Agree with your assessment, because I am working in the criminal justice field and there are predators out there who do not care about how large you are, about how smart you are. An obsessed predator will cross the line every time and not care what the implications to that behavior are.
I am being stalked and the people that do that are in no way concerned about their own life, they risk their own life every day to harass me, they risk the lives of innocent bystanders every day to get to me. They use innocent children and other bystanders to harass me all the time, to the point of people walking into my driving vehicle on purpose.
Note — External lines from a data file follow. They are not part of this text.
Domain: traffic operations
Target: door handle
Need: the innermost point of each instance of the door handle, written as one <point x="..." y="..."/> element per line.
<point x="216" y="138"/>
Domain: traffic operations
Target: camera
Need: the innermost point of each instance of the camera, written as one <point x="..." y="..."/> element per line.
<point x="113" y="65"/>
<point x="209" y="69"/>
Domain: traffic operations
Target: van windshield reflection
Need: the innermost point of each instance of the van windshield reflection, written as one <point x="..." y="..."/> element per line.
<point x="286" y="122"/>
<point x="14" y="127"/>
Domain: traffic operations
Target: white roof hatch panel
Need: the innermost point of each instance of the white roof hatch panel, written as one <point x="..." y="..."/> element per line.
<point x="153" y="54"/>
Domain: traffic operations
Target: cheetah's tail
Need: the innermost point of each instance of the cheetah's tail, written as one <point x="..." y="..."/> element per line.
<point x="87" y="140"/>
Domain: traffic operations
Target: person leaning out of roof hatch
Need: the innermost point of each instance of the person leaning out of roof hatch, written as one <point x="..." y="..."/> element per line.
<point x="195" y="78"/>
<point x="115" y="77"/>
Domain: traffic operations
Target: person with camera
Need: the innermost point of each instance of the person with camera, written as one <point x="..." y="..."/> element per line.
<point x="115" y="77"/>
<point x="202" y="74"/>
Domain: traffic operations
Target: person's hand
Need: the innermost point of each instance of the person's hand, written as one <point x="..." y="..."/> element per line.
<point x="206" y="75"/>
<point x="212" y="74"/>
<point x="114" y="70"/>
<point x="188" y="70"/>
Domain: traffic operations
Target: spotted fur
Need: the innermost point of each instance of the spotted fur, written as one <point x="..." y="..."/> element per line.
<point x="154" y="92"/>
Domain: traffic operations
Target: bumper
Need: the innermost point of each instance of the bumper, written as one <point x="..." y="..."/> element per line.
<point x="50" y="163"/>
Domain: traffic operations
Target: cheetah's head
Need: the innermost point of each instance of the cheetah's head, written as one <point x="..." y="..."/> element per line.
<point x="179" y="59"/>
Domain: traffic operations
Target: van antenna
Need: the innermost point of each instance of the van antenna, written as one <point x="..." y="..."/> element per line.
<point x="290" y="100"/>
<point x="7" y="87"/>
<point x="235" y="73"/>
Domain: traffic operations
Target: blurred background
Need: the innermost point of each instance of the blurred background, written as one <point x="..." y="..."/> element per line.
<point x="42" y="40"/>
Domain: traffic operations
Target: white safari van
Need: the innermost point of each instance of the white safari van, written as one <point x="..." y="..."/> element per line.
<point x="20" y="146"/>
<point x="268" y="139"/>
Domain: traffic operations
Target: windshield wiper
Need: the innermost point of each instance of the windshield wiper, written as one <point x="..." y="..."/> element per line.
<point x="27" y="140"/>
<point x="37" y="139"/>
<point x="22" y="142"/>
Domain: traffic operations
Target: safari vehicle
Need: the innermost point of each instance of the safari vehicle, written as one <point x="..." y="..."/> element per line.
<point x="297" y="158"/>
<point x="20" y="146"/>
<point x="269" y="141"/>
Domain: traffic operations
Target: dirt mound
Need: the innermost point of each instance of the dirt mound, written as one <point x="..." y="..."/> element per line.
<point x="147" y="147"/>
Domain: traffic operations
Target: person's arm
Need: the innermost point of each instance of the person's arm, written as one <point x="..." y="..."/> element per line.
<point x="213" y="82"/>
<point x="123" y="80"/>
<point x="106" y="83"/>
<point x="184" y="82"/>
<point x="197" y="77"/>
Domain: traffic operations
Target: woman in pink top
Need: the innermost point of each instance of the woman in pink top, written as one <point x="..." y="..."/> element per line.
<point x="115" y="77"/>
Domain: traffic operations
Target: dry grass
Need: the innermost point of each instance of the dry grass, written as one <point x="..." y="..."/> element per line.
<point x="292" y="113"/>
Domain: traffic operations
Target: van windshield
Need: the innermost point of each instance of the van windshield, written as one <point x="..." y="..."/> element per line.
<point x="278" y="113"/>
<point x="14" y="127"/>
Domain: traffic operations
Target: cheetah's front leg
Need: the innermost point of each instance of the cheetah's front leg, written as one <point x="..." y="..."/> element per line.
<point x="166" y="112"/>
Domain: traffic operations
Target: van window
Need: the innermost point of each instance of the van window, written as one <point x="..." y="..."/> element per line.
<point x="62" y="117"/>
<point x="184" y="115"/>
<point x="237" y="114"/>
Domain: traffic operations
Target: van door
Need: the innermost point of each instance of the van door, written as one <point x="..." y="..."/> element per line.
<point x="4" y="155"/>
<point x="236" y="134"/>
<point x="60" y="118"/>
It is a false assumption that the size of a human being alone is considered a good defense, a truly obsessive person can not be stopped by that kind of impression alone. And yes there is something very wrong about an obsessed human being that places himself or herself straight into your path. An obsessive psychopath will fear a strong human being, they will then walk around that threat and attack in a different way.

But take it from me, I have witnessed such psychos daily and the only thing that stops them is a bullet.
 
Thank you for sharing this, @shimmerz ! It's quite helpful to me :)

I'd just like to add that there's a difference between the type of predator that is just a dumb jerk approaching you on the street and the actual psychopath type. The last one is much harder to recognise, because they are often very charming.

So combined with all the great tips shared in this thread, I'd recommend to always trust your instincts when you're unsure about whether you should trust someone, and not to ignore any red flags.
 
Today, I had a visit from a guy who's brother got murdered a good few years ago (and in the opinion of many around here back at that time, richly deserved it, there were even protest marches in favour of the killer!
In the opinion of one particularly switched on individual, who's been dead for about 20 years now, the murderer made a mistake - he should have killed the rest of the brothers).

he was right into my space - and he was here asking me for a favour... he can feck right off.